Лаас к утру должен быть
в Уулуранна, а Наадж ждет хозяйка.
«Моя верхняя губа вздулась и горит, как у плаксивого ребенка. Боюсь, что так и останется. Ты хочешь, чтоб вместо «Тебя» я писала — «тебя». С большой или маленькой — все равно ты чудесный, единственный.
Думаю иногда о комнатке, где еще слышится твой полу угасший шепот и куда заглядывает приглушенный отсвет уличного фонаря. Но сейчас там дрыхнет какой-то мужик и, наверное, читает газету.
Дорогой, приезжай, будь возле меня! Целую твою суровую щеку. Твоя Наадж, эта глупая девчонка, совсем помешалась».

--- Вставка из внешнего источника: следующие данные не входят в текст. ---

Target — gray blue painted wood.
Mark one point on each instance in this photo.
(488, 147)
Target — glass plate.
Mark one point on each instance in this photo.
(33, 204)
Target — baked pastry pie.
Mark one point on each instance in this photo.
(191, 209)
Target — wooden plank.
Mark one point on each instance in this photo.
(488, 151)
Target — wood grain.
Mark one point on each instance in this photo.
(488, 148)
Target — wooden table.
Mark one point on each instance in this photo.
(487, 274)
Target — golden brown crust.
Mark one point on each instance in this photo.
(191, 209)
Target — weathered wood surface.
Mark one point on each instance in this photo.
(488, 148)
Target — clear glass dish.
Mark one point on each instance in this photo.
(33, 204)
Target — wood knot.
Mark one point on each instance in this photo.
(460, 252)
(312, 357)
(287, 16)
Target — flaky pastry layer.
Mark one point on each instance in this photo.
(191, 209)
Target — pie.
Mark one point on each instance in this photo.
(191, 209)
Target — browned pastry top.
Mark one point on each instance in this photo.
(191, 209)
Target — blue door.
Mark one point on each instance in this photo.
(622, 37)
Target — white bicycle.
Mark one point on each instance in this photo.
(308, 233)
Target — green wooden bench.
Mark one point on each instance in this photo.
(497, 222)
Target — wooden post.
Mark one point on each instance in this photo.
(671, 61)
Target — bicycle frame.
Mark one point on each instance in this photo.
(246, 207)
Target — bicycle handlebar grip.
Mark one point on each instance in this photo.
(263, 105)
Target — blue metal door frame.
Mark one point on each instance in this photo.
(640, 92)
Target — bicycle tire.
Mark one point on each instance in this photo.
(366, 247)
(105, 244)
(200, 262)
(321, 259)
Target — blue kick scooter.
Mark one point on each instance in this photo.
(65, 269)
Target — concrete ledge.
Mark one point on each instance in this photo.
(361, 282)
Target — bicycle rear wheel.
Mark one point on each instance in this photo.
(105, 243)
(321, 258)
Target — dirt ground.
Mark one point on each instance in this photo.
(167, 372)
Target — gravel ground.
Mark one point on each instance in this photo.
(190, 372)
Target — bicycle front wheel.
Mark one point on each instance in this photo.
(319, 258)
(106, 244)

Лаас смотрит на фотографию размера почтовой открытки и читает на обороте:
Потом приходит другое письмо:
«Уже светлое утро. Сердце у меня разболелось, сразу по многому, и сон пропал. Подумала, что тебе вовсе и не понравилось четверостишие на обороте фотографии, тем более оно, словно кокетства ради, на английском языке. Это чудесный стишок. А в переводе выглядит неуклюже:
О, если б феей я была, что б делала тогда? Сидела б на твоей подушке я И пела для тебя.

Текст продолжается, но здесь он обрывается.